Module lookup_kernel

Expand description

Arrow-style “lookup kernel” similar to arrow-select::take::take kernel. There are “columnar style” which does table lookups for one table first, and then cascading to another table, and the Cascading kernel uses SIMD extensively. Other kernels just do scalar lookups which are often as fast as SIMD GATHER, but all allow SIMD functions to operate on looked up values.

Anecdotally, this is not really faster than SIMD gather.

—————– SIMD based lookup kernels - “Arrow” style ———————————— These operate by leveraging constant-sized array reads from a slice with SIMD operations on looked up values, especially fast for multiple table lookups and combinations thereof. It turns out these don’t significantly improve on a series of scalar lookups.

§CPU Feature Requirements

§Intel x86_64 (AVX-512)

§Cascading Lookup Kernel (`SimdCascadingTableU32U8Lookup`)
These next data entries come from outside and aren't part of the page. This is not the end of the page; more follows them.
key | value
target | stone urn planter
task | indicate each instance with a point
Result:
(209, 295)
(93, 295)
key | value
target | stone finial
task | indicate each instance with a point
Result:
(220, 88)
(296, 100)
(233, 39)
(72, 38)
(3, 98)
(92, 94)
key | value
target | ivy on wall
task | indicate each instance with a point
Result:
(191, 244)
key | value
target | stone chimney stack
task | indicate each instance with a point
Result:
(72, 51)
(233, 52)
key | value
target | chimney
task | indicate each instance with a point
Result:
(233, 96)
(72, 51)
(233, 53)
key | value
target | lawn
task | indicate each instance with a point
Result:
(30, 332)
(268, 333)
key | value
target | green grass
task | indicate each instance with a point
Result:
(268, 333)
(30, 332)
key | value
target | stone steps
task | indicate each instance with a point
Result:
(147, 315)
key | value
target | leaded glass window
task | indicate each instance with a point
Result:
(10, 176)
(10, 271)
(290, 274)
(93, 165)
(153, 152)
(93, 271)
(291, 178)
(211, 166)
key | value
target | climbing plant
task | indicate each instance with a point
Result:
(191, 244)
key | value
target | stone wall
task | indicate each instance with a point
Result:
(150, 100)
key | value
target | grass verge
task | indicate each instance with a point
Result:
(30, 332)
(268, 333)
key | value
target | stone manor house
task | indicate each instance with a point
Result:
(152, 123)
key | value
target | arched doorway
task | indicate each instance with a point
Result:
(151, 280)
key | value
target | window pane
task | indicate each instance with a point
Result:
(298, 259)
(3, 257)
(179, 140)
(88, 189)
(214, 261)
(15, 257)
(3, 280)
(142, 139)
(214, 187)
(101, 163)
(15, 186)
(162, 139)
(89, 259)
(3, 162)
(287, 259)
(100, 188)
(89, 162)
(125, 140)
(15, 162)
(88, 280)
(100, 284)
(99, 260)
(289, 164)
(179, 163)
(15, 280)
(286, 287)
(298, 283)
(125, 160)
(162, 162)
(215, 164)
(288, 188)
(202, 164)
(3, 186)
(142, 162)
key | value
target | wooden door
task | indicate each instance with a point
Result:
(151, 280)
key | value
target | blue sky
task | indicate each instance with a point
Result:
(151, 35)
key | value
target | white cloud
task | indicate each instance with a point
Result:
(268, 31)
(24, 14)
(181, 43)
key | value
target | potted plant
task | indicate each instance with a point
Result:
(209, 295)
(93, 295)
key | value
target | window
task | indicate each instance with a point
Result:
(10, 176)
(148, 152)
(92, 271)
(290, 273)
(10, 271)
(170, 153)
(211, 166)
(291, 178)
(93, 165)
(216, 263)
The cascading kernel is heavily optimized for AVX-512 and provides significant performance improvements (40-50% speedup) over scalar implementations on large tables.

Required CPU features:

AVX512F + AVX512VL + AVX512VBMI2 (for compress_store_u8x16)
AVX512F (for compress_store_u32x16)
AVX512F + AVX512BW (for gather_u32index_u8 via simd_gather module)
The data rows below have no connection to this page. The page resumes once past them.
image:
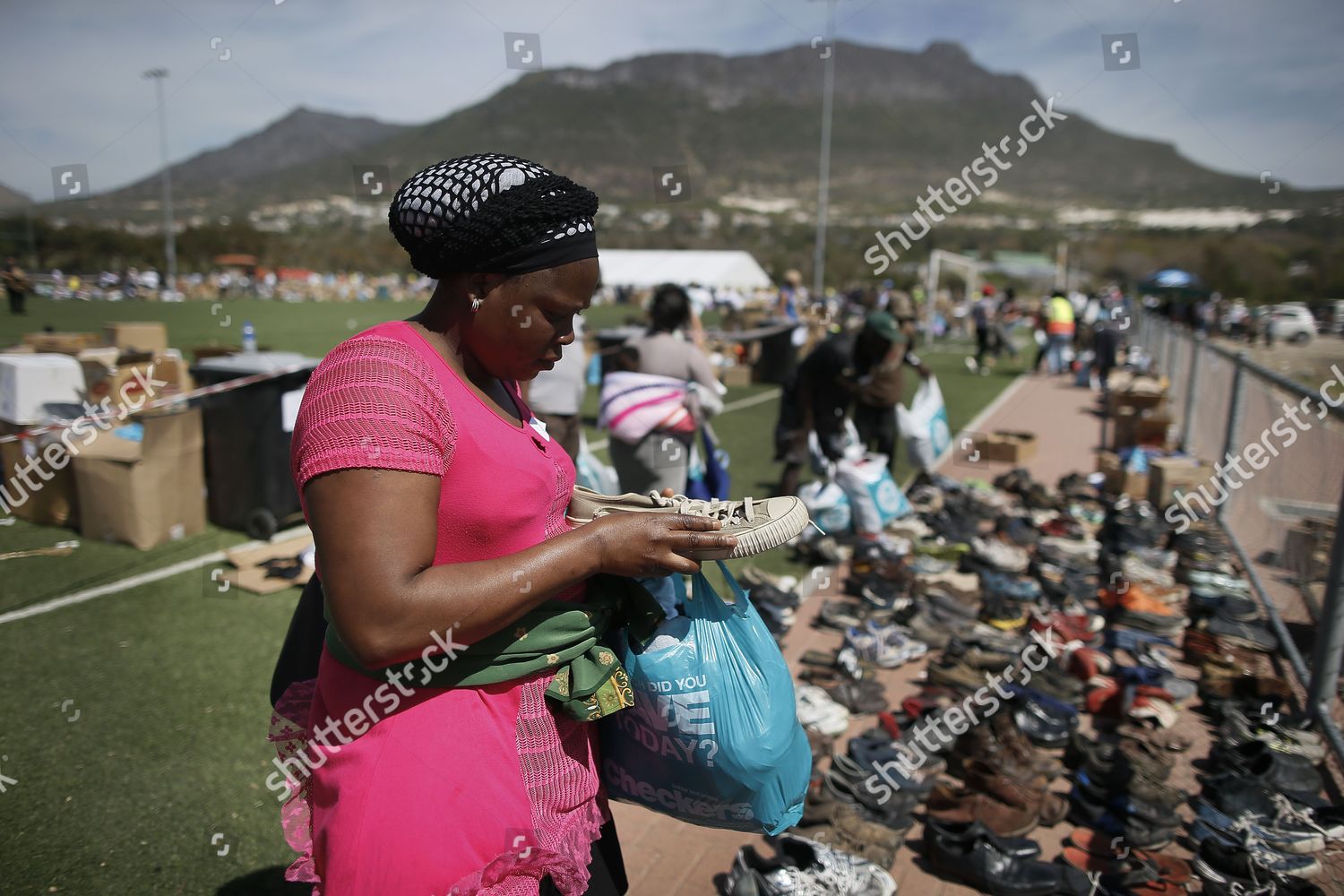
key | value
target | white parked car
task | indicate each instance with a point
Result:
(1292, 323)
Summary: Requires AVX512F, AVX512VL, AVX512BW, and AVX512VBMI2

Available on: Intel Ice Lake, Tiger Lake, and later (not available on Skylake-X)

§ARM aarch64 (Apple Silicon M1/M2/M3)

On ARM processors, the compress operations (compress_store_u8x16, compress_store_u32x8, etc.) use NEON-optimized implementations that provide significant speedups over scalar fallbacks:

compress_store_u8x16: Uses NEON TBL instruction with precomputed shuffle indices
- Eliminates 16 conditional branches from the scalar fallback
- Single vqtbl1q_u8 instruction performs all 16-byte shuffle
compress_store_u32x8: Uses NEON TBL2 instruction with byte-level indices
- Precomputed 256×32 byte index table avoids runtime index conversion
- Uses vqtbl2q_u8 for efficient 32-byte permutation
Bitmask expansion: Uses NEON parallel bit operations (vceq, vmovl)
- Converts 8-bit mask to vector mask without scalar loops

These optimizations are automatically enabled on ARM and require no user configuration.

§Fallback Behavior

All kernels fall back to scalar/shuffle implementations when architecture-specific features are not available. The fallback works on all architectures.

§Other Kernels

SimdSingleTableU32U8Lookup: Uses scalar lookups (works on all architectures)
SimdDualTableU32U8Lookup: Uses scalar lookups (works on all architectures)
PipelinedSingleTableU32U8Lookup: Uses scalar lookups with software prefetching

Structs§

PipelinedSingleTableU32U8Lookup: Pipelined single table lookup kernel - u32 to u8 lookup table kernel with prefetch pipelining
SimdCascadingTableU32U8Lookup: SIMD “Cascading” 2nd/3rd Table Lookup Kernel
SimdDualTableU32U8Lookup: Dual lookup table kernel - u32 to u8 lookup table kernel with custom SIMD function for combining the results. Second lookup table is only looked up if the first lookup table returns a non-zero value. The lookup functions are scalar and other than the SIMD combining function, no SIMD is used - and the code is very simple, so this function is a good fit for non-AVX architectures (like Apple M*) where faster SIMD instructions like VCOMPRESS are not available. OTOH, for Intel/AVX512+ architectures, the [CascadingTableU32U8Lookup] kernel is faster.
SimdDualTableU32U8LookupV2: Dual table lookup kernel - u32 to u8 lookup table kernel with custom SIMD function for combining the results. It tries to eliminate thrashing by using internally the single table kernel to write results out first to a local temporary buffer, which is saved, then it looks up the second table, only if the first table returns nonzero results - thus minimizing the number of reads from the second table. By sequencing in this order, we hope to minimize the cache thrashing.
SimdDualTableWithHashLookup: Dual table lookup kernel using FxHashMap for table2.
SimdSingleTableU32U8Lookup: Single table lookup kernel with SIMD function - u32 to u8 lookup table kernel. The user is responsible for generating the lookup table - so this can be used for different use cases, including CASE..WHEN and bitmasking/filtering.